Domestic team information
- 2023-present: Federally Administered Tribal Areas cricket team
- 2023–2025: Karachi Kings

= Shahid Aziz (cricketer) =

Pakistani cricketer (born 2003)

Shahid Aziz (شاہد عزیز, شاهد عزیز; born 23 March 2003) is a Pakistani cricketer who is a right arm medium fast bowler and Right-handed batter for Multan Sultans and the Federally Administered Tribal Areas cricket team

== Career ==
On November 9, 2023, he played for the Federally Administered Tribal Areas cricket team in the 2023–24 Pakistan Cup, making his List A debut.
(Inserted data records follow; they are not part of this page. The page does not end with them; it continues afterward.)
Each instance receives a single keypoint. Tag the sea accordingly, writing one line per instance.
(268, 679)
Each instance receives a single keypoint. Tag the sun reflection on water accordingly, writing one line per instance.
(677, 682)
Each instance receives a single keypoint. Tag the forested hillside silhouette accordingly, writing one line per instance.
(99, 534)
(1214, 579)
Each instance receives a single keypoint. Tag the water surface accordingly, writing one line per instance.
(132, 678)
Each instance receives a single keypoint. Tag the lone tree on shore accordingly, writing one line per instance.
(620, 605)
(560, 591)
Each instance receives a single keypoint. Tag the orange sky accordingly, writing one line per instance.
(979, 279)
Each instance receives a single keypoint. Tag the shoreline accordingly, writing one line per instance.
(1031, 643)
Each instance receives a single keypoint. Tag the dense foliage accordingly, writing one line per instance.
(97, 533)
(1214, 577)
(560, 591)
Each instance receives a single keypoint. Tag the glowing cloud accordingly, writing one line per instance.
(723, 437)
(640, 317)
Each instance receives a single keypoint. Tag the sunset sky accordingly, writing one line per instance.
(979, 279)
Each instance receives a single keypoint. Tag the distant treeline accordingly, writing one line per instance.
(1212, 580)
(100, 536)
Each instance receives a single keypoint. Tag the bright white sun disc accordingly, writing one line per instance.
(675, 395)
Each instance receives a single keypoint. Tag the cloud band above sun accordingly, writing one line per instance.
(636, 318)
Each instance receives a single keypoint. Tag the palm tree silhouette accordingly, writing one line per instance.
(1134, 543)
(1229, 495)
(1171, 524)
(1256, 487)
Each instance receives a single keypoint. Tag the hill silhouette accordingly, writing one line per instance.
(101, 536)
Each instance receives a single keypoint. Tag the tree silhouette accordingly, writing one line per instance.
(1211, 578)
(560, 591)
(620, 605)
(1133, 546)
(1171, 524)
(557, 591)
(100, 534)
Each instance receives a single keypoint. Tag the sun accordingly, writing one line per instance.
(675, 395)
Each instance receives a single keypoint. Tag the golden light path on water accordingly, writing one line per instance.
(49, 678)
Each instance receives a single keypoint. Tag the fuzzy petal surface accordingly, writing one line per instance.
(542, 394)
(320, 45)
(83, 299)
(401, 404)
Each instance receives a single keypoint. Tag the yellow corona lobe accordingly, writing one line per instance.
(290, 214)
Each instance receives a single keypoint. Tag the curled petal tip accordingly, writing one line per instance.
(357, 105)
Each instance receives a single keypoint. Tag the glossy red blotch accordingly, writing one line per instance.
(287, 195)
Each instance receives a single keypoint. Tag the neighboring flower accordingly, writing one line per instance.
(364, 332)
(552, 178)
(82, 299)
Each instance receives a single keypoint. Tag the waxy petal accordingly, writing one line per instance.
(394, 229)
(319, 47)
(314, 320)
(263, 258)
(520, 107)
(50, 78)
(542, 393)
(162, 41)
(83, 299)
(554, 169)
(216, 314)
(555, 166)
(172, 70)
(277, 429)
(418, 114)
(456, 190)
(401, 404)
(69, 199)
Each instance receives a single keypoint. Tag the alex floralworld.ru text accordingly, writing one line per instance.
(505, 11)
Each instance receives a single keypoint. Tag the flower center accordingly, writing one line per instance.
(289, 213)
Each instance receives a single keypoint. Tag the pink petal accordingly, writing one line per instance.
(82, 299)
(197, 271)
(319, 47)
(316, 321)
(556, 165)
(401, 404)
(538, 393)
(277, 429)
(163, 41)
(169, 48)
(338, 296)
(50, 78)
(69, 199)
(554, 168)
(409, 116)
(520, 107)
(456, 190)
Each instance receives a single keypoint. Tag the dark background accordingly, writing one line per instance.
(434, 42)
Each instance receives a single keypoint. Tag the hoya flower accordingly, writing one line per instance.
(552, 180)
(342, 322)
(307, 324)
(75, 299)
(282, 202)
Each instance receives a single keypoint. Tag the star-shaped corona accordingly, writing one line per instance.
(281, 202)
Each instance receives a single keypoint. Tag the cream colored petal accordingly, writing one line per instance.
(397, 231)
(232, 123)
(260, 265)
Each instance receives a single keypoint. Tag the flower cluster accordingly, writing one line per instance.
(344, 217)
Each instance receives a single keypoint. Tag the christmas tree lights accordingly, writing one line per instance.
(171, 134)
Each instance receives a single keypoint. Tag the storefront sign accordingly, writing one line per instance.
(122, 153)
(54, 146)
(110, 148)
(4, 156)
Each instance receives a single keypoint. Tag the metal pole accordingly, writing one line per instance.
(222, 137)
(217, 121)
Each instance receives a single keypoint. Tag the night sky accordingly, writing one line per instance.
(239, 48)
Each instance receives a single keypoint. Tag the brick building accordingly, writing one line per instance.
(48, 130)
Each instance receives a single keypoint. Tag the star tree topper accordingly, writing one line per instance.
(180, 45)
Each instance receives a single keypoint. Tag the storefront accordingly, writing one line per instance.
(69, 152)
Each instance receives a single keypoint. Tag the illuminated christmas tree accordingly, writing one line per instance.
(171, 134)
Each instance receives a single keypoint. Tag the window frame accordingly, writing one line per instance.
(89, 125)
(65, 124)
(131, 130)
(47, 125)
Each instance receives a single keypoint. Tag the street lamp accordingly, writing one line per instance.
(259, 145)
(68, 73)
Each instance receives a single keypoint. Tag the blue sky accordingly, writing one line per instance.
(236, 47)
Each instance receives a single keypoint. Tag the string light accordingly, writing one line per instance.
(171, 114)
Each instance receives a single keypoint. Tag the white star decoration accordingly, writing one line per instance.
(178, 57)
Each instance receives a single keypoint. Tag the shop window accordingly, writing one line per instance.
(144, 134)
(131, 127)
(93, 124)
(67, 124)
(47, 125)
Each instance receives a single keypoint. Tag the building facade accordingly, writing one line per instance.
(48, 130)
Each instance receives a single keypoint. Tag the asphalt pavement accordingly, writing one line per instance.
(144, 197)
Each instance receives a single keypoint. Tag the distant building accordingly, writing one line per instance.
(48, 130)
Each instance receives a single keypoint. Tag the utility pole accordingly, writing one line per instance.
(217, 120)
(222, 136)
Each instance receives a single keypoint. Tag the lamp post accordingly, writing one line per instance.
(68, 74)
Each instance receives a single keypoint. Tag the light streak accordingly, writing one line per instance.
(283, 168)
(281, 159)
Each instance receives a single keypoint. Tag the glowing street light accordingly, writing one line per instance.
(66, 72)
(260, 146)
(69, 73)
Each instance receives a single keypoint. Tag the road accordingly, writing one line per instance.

From October 16 to 19, 2023, Aziz made his first-class debut for the Federally Administered Tribal Areas cricket team in the 2023–24 Quaid-e-Azam Trophy. He made his Twenty20 debut on November 23, 2023 while playing in the 2023–24 National T20 Cup for the Federally Administered Tribal Areas cricket team. Aziz joined the Multan Sultans to play in the 2025 Pakistan Super League Tournament.